Amazon: It’s an addiction. Seriously, it’s an addiction. If I need something but I don’t need it right this second, I just log into Amazon and make the purchase. I feel that paying for Prime makes it totally worth it to me to do this. For example, I use Frederic Fekkai shampoo and conditioner. I once ordered it for many years from Sephora, but then I realized I can get it for less and in only two days if I order it from Amazon. I do this every month. My kids needed some new sippy cups recently – they’re 2 – and I ordered them from Amazon. Our older girls use a Wet Brush for their hair since it’s actually amazing, and we recently decided they needed to have their own individual brushes and I wanted one for myself. That was yesterday; Amazon will have them shipped to me tomorrow.
Like I said, it’s easy to become obsessed with Amazon. However, it’s also easy to find yourself spending more and more money with the company that you did not know you were even spending. I know you think that you’re only getting what you need, but read on. I almost guarantee that you will find yourself shocked to see precisely how much money you are actually spending at Amazon that you did not intend to spend.
I know, I know; I’m a Prime member and that has suckered me in. But really, though; I paid $99 to join so I’m going to order my diapers and my sippy cups and my shampoo and things from the site. I want to get my money’s worth. I did, and I certainly do; but now Amazon gets about a million percent of my business because I’m always going, “Or I could just get it from Amazon and it will be here in two days,” without even thinking. I just ordered a new pair of Nikes for the gym from Amazon that I saw online at Nordstrom and thought, “I can have them here in two days if I can find the same pair on Amazon.”
All right, people; anyone who orders regularly from Amazon and is not a Prime Member is just silly. First of all, I’ve paid for my membership a million times over with Prime and all the orders I place. However, there are still people in the world who are not Prime Members, and they want that free shipping. You know what you’re doing? You’re spending more money so that you can have that free shipping, and it is an actual waste.

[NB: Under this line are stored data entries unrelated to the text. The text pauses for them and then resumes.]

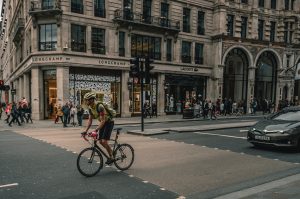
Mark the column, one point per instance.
(161, 95)
(89, 38)
(62, 82)
(37, 93)
(26, 86)
(21, 88)
(125, 95)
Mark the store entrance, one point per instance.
(50, 94)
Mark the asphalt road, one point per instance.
(196, 165)
(34, 169)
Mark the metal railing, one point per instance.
(128, 15)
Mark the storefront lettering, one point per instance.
(189, 69)
(112, 63)
(44, 59)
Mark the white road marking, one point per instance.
(214, 134)
(9, 185)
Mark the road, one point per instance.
(197, 164)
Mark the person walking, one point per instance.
(80, 112)
(15, 115)
(66, 112)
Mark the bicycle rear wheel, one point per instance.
(89, 162)
(124, 156)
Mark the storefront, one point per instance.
(182, 88)
(105, 83)
(150, 94)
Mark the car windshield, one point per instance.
(288, 116)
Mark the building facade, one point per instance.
(53, 51)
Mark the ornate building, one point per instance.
(53, 51)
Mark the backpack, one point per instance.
(112, 113)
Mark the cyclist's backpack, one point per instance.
(112, 113)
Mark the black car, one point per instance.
(281, 129)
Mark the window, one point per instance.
(261, 3)
(186, 52)
(201, 28)
(272, 31)
(78, 38)
(98, 41)
(186, 20)
(198, 53)
(230, 23)
(128, 15)
(273, 4)
(47, 4)
(169, 49)
(99, 8)
(147, 11)
(164, 15)
(77, 6)
(260, 29)
(286, 4)
(47, 37)
(121, 44)
(142, 45)
(244, 27)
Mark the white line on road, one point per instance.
(9, 185)
(229, 136)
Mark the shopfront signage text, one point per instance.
(47, 59)
(189, 69)
(112, 62)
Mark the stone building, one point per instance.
(53, 51)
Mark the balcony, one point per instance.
(138, 20)
(18, 28)
(44, 10)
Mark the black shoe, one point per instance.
(109, 161)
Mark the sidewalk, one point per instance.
(160, 119)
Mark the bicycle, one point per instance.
(90, 160)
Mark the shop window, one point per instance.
(121, 44)
(99, 8)
(186, 20)
(78, 38)
(186, 52)
(201, 28)
(198, 53)
(98, 41)
(77, 6)
(47, 37)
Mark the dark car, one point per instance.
(281, 129)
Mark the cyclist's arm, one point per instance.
(101, 112)
(89, 123)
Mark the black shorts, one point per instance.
(105, 131)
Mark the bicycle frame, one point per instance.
(95, 145)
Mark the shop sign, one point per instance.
(47, 59)
(189, 69)
(112, 62)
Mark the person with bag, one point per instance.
(105, 115)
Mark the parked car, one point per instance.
(281, 129)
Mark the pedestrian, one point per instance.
(15, 115)
(66, 112)
(80, 112)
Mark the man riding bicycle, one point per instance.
(106, 122)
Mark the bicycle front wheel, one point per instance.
(124, 156)
(89, 162)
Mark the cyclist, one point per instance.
(106, 122)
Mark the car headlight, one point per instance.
(290, 131)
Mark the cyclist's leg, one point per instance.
(104, 137)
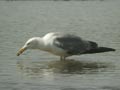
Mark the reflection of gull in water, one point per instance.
(47, 69)
(63, 45)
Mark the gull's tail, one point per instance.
(96, 49)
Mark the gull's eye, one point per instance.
(28, 43)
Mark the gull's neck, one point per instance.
(42, 45)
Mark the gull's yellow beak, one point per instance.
(21, 51)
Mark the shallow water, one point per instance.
(37, 70)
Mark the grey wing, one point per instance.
(72, 44)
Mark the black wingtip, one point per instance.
(99, 50)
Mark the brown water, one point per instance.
(37, 70)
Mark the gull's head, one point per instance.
(30, 44)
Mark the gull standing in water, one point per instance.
(63, 45)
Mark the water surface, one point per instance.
(37, 70)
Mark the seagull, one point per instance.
(63, 45)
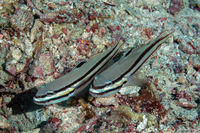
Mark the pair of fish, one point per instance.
(104, 84)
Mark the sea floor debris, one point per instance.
(41, 41)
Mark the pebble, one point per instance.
(16, 54)
(96, 40)
(143, 124)
(106, 101)
(181, 79)
(86, 35)
(129, 90)
(37, 25)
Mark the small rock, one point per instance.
(143, 124)
(20, 67)
(38, 24)
(187, 104)
(129, 90)
(86, 35)
(181, 79)
(16, 54)
(106, 101)
(10, 67)
(96, 40)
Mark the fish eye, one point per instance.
(108, 82)
(50, 92)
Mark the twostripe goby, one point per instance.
(75, 81)
(112, 79)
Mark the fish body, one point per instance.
(75, 81)
(112, 79)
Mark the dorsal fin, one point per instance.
(80, 64)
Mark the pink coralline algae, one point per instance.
(176, 6)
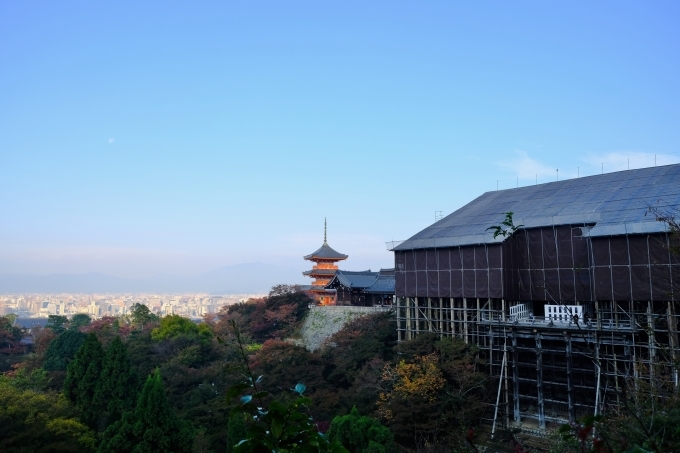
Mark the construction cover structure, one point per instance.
(574, 296)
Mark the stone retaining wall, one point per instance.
(323, 321)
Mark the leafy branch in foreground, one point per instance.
(277, 426)
(507, 227)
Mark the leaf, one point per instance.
(235, 390)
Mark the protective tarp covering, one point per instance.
(549, 264)
(614, 204)
(545, 264)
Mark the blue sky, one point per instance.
(145, 137)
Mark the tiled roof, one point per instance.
(615, 203)
(353, 279)
(320, 272)
(384, 284)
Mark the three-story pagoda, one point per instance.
(323, 271)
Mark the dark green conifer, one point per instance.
(62, 350)
(151, 428)
(118, 386)
(82, 376)
(236, 430)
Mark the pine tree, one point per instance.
(151, 428)
(117, 388)
(82, 376)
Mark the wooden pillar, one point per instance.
(673, 339)
(398, 305)
(570, 382)
(515, 378)
(465, 322)
(409, 323)
(441, 316)
(505, 379)
(539, 381)
(652, 342)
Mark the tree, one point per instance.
(62, 350)
(79, 320)
(142, 315)
(361, 434)
(117, 388)
(236, 431)
(83, 373)
(39, 422)
(151, 428)
(10, 337)
(174, 326)
(277, 426)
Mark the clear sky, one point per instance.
(146, 137)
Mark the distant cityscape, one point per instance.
(100, 305)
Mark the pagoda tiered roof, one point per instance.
(325, 252)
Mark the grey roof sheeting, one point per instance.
(615, 203)
(326, 252)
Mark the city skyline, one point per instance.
(138, 140)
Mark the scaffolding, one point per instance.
(553, 370)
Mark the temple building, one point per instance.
(363, 288)
(325, 261)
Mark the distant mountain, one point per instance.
(238, 278)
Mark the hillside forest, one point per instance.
(239, 381)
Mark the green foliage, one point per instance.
(141, 315)
(83, 374)
(151, 428)
(361, 434)
(57, 323)
(277, 426)
(236, 431)
(39, 422)
(277, 316)
(507, 227)
(79, 320)
(62, 350)
(36, 380)
(10, 337)
(444, 413)
(175, 326)
(117, 388)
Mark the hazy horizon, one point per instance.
(169, 138)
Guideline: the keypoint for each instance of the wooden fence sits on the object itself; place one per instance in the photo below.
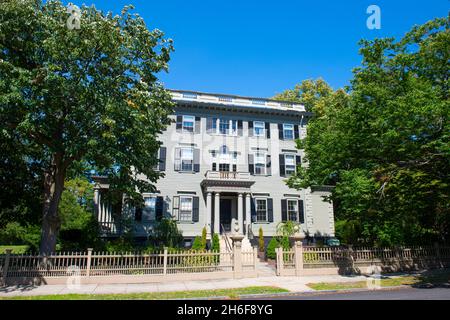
(102, 267)
(300, 260)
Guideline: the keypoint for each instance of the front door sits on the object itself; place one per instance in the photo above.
(225, 215)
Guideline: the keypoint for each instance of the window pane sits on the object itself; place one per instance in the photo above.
(185, 208)
(148, 212)
(261, 210)
(259, 127)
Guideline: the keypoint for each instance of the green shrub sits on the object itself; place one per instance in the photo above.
(261, 240)
(198, 245)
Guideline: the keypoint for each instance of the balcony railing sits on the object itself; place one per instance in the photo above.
(225, 175)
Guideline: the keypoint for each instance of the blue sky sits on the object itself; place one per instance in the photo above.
(259, 48)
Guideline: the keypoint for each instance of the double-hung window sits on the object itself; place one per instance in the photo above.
(188, 123)
(149, 210)
(186, 208)
(289, 164)
(260, 163)
(261, 209)
(187, 159)
(292, 210)
(259, 128)
(288, 131)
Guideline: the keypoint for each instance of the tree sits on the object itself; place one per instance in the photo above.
(88, 94)
(384, 142)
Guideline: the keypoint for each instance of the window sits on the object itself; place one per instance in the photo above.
(224, 126)
(188, 123)
(259, 128)
(288, 131)
(187, 159)
(292, 206)
(260, 163)
(289, 164)
(261, 210)
(185, 208)
(149, 210)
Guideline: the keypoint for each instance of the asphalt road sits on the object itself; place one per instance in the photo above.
(391, 294)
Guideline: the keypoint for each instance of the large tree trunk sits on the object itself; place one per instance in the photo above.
(53, 188)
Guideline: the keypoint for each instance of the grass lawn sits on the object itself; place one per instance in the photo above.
(15, 249)
(230, 293)
(425, 279)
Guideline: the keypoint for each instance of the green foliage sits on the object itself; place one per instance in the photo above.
(197, 244)
(84, 95)
(384, 143)
(215, 246)
(166, 234)
(204, 238)
(15, 234)
(261, 239)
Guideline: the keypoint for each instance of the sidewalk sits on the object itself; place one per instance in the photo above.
(293, 284)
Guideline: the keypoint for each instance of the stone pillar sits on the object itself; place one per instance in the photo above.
(240, 212)
(208, 215)
(217, 213)
(237, 255)
(298, 252)
(247, 213)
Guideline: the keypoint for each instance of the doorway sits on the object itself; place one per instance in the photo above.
(225, 215)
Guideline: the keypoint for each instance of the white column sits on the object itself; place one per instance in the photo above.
(208, 215)
(247, 212)
(240, 213)
(217, 212)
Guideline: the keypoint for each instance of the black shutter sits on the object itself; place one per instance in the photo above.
(240, 128)
(298, 161)
(195, 213)
(175, 208)
(251, 165)
(280, 131)
(197, 124)
(177, 163)
(301, 211)
(270, 209)
(196, 160)
(282, 168)
(253, 209)
(267, 130)
(283, 210)
(162, 159)
(268, 165)
(159, 208)
(179, 123)
(138, 214)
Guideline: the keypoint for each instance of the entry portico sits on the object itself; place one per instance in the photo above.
(231, 194)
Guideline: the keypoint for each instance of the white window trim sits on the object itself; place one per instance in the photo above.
(287, 209)
(265, 163)
(256, 210)
(181, 159)
(284, 129)
(263, 133)
(230, 127)
(183, 130)
(180, 209)
(295, 164)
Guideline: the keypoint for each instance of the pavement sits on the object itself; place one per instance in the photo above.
(293, 284)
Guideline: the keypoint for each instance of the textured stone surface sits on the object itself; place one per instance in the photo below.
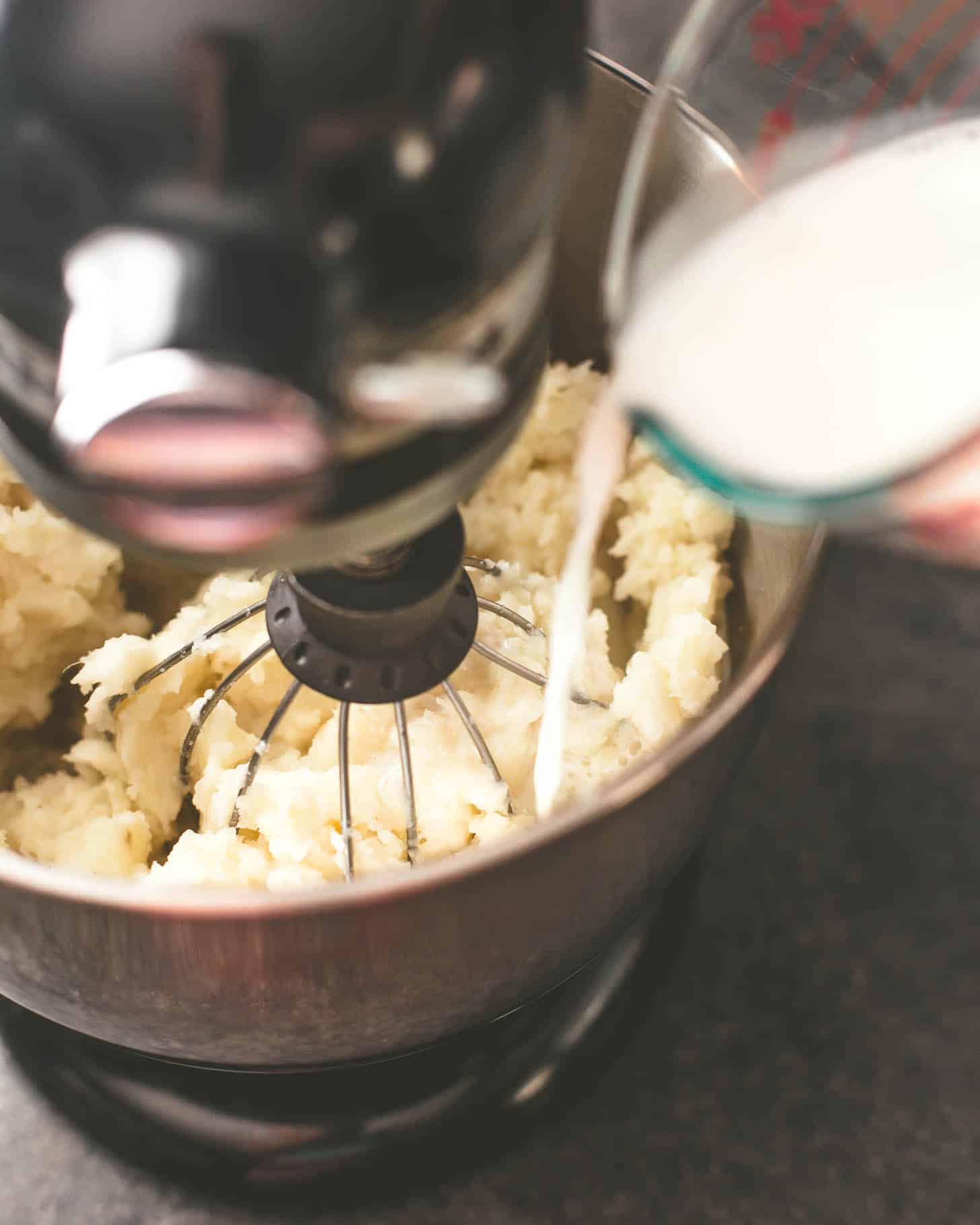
(815, 1056)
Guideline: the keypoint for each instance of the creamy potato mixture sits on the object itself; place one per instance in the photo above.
(116, 805)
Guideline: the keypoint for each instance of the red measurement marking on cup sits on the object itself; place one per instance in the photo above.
(779, 122)
(905, 54)
(781, 27)
(941, 61)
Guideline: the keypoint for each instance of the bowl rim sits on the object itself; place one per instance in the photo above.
(222, 905)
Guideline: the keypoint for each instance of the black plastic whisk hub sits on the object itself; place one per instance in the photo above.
(381, 630)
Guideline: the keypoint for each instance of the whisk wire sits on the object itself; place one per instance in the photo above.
(405, 750)
(530, 627)
(343, 762)
(261, 748)
(528, 674)
(179, 656)
(216, 696)
(476, 735)
(343, 721)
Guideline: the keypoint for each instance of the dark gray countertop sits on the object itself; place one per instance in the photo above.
(814, 1059)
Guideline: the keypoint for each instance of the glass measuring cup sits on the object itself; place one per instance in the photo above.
(803, 86)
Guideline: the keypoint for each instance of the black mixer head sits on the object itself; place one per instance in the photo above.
(273, 277)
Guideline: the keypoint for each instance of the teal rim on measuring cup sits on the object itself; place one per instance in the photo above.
(857, 508)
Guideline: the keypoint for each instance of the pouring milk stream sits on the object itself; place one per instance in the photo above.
(808, 357)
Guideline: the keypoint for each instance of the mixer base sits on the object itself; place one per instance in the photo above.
(415, 1117)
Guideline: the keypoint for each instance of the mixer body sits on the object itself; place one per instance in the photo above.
(273, 279)
(388, 965)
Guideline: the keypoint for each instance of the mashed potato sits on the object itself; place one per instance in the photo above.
(118, 808)
(59, 597)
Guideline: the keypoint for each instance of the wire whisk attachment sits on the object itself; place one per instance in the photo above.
(331, 646)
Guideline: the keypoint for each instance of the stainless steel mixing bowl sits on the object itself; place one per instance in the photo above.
(385, 966)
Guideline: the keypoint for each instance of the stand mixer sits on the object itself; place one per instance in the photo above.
(281, 300)
(275, 283)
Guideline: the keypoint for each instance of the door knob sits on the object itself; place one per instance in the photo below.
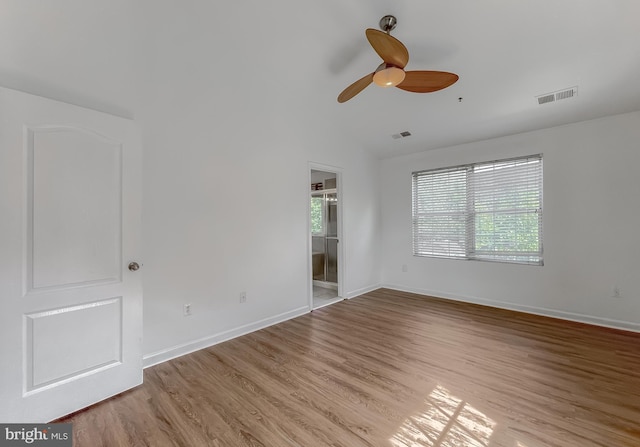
(133, 266)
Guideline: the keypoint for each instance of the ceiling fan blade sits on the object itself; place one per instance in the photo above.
(355, 88)
(390, 49)
(421, 81)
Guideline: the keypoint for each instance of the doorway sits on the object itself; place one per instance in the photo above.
(325, 229)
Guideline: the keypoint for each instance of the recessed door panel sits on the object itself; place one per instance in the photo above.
(70, 195)
(67, 343)
(75, 194)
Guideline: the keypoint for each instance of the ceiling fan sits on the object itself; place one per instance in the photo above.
(390, 73)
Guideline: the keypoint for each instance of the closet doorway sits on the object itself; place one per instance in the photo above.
(325, 231)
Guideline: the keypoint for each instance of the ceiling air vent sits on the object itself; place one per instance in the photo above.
(404, 134)
(557, 96)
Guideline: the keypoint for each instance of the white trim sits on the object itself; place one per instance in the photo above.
(362, 291)
(205, 342)
(560, 314)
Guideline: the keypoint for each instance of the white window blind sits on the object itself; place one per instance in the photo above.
(486, 211)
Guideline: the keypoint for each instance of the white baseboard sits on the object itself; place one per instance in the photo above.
(362, 291)
(580, 318)
(195, 345)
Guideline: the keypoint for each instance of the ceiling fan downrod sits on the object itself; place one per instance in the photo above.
(388, 23)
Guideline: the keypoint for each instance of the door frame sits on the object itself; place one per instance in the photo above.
(313, 166)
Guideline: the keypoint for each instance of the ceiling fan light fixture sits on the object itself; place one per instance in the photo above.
(388, 76)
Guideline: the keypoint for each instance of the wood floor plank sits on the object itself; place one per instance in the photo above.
(388, 369)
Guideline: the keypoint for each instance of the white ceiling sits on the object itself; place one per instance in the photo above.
(293, 59)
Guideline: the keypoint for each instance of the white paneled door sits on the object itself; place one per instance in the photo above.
(70, 295)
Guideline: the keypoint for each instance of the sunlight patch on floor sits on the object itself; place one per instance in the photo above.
(445, 421)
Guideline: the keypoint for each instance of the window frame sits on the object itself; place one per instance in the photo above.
(427, 217)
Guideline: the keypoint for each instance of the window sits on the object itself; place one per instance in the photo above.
(485, 211)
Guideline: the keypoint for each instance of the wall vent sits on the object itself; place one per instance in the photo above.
(404, 134)
(558, 96)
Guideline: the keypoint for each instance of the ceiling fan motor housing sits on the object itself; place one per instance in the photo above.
(388, 23)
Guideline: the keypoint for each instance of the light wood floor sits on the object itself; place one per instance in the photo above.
(388, 369)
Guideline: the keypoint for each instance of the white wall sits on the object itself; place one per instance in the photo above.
(591, 221)
(228, 142)
(228, 132)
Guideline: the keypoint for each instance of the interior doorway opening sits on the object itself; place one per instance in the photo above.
(325, 240)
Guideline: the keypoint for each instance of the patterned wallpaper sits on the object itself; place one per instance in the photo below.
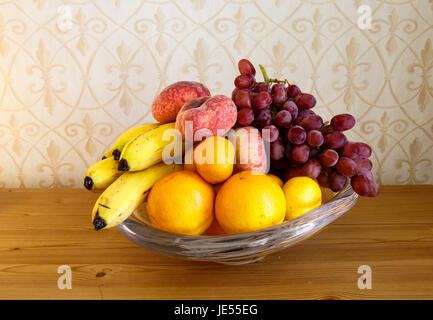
(68, 87)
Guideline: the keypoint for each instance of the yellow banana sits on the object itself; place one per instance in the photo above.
(146, 149)
(125, 137)
(125, 194)
(101, 174)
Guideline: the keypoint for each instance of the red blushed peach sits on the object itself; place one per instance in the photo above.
(250, 150)
(167, 104)
(208, 117)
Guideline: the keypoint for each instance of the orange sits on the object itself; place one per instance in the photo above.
(249, 201)
(303, 194)
(188, 163)
(214, 158)
(181, 202)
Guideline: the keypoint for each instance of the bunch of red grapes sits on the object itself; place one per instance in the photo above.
(301, 144)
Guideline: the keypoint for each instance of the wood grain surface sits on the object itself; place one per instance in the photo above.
(41, 229)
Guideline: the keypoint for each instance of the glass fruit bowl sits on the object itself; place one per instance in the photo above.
(238, 248)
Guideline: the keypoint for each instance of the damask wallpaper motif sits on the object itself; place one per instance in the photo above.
(66, 93)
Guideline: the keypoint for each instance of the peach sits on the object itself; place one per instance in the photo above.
(250, 150)
(208, 117)
(167, 104)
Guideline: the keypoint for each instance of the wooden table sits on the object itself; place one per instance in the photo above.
(42, 229)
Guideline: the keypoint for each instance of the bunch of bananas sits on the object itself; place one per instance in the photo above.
(139, 151)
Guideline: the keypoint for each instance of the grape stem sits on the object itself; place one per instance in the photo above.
(271, 80)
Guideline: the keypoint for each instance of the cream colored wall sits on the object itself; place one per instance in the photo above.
(66, 94)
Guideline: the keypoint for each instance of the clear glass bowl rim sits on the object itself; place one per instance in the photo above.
(346, 197)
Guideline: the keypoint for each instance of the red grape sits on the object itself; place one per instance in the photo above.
(246, 67)
(280, 165)
(314, 153)
(335, 140)
(283, 119)
(293, 91)
(264, 118)
(311, 169)
(297, 135)
(277, 150)
(364, 149)
(288, 151)
(279, 94)
(326, 130)
(336, 181)
(262, 86)
(315, 138)
(243, 99)
(311, 122)
(244, 81)
(323, 179)
(245, 117)
(304, 112)
(343, 122)
(364, 164)
(305, 101)
(346, 167)
(301, 153)
(262, 100)
(293, 173)
(292, 108)
(271, 134)
(328, 158)
(350, 150)
(361, 185)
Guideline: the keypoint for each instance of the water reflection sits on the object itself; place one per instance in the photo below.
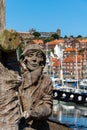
(70, 114)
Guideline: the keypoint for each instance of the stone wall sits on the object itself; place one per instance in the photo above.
(2, 15)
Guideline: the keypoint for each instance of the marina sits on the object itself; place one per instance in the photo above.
(74, 116)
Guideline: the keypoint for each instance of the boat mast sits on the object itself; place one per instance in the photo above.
(77, 67)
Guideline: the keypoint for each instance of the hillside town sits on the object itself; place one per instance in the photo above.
(70, 47)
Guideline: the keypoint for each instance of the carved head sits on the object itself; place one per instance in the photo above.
(33, 57)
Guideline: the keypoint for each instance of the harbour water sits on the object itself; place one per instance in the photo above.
(70, 114)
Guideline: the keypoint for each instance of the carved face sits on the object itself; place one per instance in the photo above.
(34, 59)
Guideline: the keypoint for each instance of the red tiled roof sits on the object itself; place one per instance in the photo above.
(82, 40)
(73, 59)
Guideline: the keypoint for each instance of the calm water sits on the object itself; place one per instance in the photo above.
(70, 114)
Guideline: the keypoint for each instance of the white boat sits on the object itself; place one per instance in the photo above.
(67, 105)
(83, 84)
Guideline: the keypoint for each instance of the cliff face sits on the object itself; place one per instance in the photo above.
(2, 15)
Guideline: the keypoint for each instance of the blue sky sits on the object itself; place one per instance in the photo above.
(47, 16)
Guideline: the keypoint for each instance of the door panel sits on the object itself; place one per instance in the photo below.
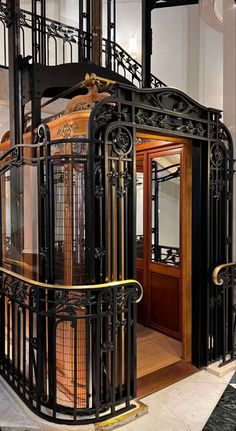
(165, 304)
(164, 268)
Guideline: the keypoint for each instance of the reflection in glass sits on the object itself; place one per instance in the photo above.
(20, 220)
(139, 212)
(165, 209)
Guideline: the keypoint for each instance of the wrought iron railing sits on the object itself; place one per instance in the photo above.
(69, 351)
(67, 44)
(166, 254)
(224, 279)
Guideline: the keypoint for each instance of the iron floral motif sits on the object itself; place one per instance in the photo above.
(114, 179)
(68, 303)
(122, 142)
(14, 289)
(169, 122)
(171, 101)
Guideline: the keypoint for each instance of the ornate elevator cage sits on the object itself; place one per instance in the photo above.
(68, 292)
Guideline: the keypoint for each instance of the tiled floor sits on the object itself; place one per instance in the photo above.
(186, 405)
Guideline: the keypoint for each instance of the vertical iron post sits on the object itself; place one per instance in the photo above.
(97, 32)
(146, 43)
(13, 7)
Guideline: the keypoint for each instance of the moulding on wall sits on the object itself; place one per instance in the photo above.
(210, 14)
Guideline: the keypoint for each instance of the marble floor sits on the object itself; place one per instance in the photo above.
(186, 405)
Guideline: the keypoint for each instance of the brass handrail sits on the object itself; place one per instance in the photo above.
(216, 281)
(74, 287)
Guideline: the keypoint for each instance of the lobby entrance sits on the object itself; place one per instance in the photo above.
(164, 262)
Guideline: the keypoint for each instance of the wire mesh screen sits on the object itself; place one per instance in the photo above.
(71, 361)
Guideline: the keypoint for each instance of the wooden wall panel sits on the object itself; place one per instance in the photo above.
(164, 304)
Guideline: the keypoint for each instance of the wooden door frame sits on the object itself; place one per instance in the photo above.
(185, 145)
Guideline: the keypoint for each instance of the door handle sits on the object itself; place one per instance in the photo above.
(215, 274)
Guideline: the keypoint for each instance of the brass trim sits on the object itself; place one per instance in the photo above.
(215, 273)
(79, 287)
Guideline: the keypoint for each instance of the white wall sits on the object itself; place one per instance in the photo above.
(188, 54)
(169, 59)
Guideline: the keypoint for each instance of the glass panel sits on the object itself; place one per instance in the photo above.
(139, 212)
(20, 220)
(166, 209)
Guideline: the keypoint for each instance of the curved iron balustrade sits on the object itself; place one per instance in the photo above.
(224, 277)
(67, 44)
(67, 350)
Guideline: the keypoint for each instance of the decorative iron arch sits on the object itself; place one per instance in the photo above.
(170, 112)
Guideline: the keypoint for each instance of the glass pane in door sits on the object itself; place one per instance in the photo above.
(165, 234)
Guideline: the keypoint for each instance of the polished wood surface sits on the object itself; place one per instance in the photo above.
(167, 305)
(155, 350)
(164, 377)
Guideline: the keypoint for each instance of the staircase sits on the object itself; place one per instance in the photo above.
(67, 44)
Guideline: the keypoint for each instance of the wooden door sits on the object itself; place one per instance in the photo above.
(164, 236)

Let’s say you want to get a new sippy cup for your kids. You decide three new ones is good. It’s around $20. Then you think about the fact that you’re paying for shipping, so you might as well see what else you need and get that order up to $49 so you can have the free shipping. You actually just spent $30 more than you intended to spend so that you could get free $7 shipping. I mean, honestly.
The Dash Button
We are not there yet. We aren’t; but I am this close. My husband keeps telling me no, that one day our kids will find the buttons and we will open the front door to find 690 rolls of paper towels and thousands of dollars in charges to our bank account with these buttons. But…what’s he going to do when they just show up here? Oh, he’s going to become an addict and he’s going to love it. I know that man better than he knows himself. However, I imagine this a great way for Amazon to get even more money from you; you can click a button and things just SHOW UP. How is that not genius? I need one for things like a babysitter, booze and a naps.
Amazon Tells You To
Nordstrom is so bad about doing this to me, and it seems that the internet itself has this stuff called cookies (not the delicious kind, either) that track your habits on the internet. I mean, I can look up a few dresses online at Nordstrom on my app on my cell phone and the next time I’m on my laptop those dresses are right there off to the right of my screen as I’m doing research for my posts. Amazon does the same thing. Suddenly you’re just logging into your utility company’s website to pay the bill for the month and you see that thing you’ve been eyeing for a while and you click on it to buy it.
Amazon knows you better than you think, and the site basically stalks you with items you want until you break down and buy them. It’s a dangerous, dangerous world in which we live, friends.